Tuesday, December 29, 2009

Do our Customers Really Benefit from our Lean Effort?

One of the principles of the lean approach is long term thinking with focus on adding value to our customers and society. We are taught to eliminate waste, things that don’t add value to the customer.

We improve flow, reduce set up time, improve productivity, eliminate waste and reduce cost. Kaizen events successful hit targets and employees are trained. 5-S activities are done daily, audits are conducted and our facilities look better. We create value stream maps and work hard to transform our company to our future state.

Somewhere in all this lean activity, our customer focus can be lost. We do all the things that we believe will make us leaner. But have we truly adding value to our customer? If not, why not?

Do our lean efforts hit the bottom line and stop there?

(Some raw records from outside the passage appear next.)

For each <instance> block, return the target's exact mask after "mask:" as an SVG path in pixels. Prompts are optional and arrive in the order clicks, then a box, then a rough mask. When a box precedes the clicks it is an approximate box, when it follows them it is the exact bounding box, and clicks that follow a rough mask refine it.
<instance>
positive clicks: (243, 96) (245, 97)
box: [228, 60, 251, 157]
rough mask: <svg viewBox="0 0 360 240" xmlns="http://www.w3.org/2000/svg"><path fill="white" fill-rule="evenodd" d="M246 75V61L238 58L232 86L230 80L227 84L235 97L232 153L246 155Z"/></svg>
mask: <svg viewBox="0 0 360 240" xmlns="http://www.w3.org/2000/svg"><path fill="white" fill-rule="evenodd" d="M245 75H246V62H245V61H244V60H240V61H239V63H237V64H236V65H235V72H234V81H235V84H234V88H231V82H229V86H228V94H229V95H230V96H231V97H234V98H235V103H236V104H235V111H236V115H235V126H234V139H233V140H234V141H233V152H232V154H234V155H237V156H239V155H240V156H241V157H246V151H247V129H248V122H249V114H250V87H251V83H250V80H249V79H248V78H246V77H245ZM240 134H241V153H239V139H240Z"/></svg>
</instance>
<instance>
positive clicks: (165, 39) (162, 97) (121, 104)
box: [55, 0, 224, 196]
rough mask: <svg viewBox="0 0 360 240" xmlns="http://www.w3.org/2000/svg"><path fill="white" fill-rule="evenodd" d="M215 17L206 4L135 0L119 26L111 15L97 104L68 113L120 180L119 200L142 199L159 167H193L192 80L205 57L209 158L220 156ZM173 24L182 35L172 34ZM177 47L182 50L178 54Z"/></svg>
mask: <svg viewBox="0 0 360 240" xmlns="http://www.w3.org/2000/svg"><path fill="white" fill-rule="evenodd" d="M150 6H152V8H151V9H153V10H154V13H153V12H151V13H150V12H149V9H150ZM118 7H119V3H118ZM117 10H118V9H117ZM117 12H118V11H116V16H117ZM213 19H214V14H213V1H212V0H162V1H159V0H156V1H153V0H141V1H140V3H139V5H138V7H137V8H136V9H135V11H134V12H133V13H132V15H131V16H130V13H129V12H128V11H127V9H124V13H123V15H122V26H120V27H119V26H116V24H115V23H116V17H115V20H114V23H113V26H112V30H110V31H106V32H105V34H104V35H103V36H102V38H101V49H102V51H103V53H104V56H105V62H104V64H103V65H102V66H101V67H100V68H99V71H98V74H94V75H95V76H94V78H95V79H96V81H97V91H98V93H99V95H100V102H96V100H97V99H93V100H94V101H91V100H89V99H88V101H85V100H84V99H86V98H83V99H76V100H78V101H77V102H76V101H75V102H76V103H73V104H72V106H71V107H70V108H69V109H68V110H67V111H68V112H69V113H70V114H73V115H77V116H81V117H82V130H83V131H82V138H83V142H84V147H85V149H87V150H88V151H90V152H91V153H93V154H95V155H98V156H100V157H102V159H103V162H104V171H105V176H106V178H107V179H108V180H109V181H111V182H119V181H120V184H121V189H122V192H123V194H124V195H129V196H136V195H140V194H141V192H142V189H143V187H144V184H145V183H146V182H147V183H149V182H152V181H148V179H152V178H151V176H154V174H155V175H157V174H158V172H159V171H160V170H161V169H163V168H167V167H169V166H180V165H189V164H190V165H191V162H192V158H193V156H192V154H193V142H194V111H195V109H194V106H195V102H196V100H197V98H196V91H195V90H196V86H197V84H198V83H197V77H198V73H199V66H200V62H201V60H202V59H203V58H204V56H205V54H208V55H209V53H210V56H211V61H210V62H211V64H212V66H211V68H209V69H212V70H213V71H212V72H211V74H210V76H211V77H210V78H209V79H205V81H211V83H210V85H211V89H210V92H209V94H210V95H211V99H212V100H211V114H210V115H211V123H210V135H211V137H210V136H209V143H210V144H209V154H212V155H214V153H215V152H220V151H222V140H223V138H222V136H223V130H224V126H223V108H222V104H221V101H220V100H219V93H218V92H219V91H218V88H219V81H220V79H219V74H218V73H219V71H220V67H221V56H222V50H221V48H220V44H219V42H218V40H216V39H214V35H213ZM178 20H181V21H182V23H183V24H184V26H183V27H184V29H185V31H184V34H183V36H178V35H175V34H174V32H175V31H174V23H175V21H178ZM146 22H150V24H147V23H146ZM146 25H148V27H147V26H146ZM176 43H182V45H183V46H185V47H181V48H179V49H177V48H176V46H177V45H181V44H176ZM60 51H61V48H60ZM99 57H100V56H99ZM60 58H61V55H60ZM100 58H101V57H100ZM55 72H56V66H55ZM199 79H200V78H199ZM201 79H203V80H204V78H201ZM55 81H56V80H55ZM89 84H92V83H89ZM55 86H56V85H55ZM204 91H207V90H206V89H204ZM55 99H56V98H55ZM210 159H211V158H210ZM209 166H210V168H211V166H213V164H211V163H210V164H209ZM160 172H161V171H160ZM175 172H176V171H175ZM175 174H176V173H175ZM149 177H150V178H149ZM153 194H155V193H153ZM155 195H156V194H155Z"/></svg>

Is our lean effort all about improving our margins? Is our lean effort all about head count reduction?

It is not enough to just eliminate waste and reduce cost. Our customers don’t care about our 5-S audit scores, the number of kaizen events we conduct, if we use ERP or Kanban, or the number of our inventory turns. Our lean efforts must add value to the customer. It must be seen and felt by our customers.

Bottom line: Are we giving our customers what they want, when they want it, at the highest quality and affordable cost? Is our lean system effort supporting this mission?


Tim McMahon said...

Great thoughts Mike. I think one of the best ways that this can be done is to include the customer in the lean activities in the organization. When you do this you will have the voice of the customer present. Whether you add value I suppose is still not a given. You must work for that.

Tim McMahon
A Lean Journey

Mike Wroblewski said...

Great idea Tim. Many times we talk about customer involvement yet many of us don't really involve our customer. What better way to build a long term partnership. The same goes for our suppliers.

Jamie Flinchbaugh said...

I think this is an important question that companies should be asking themselves, but you don't accomplish it by accident. You should think specifically about how that happens.

Tim's comment is right on. We've led many kaizen events that tackle a process that crosses the boundaries between supplier and customer. It is uncomfortable for most companies to show their customer all of their problems, but that is the only way some of them get fixed.


Danie Vermeulen said...

Mike - you raise a very important (if not the most important) question! At the end of the day it is trough the eyes of the customer that true value is defined.
I agreee with Tim that deliberate customer (and supplier) involvement can only help us focus more on sustainable partnerships and benefits.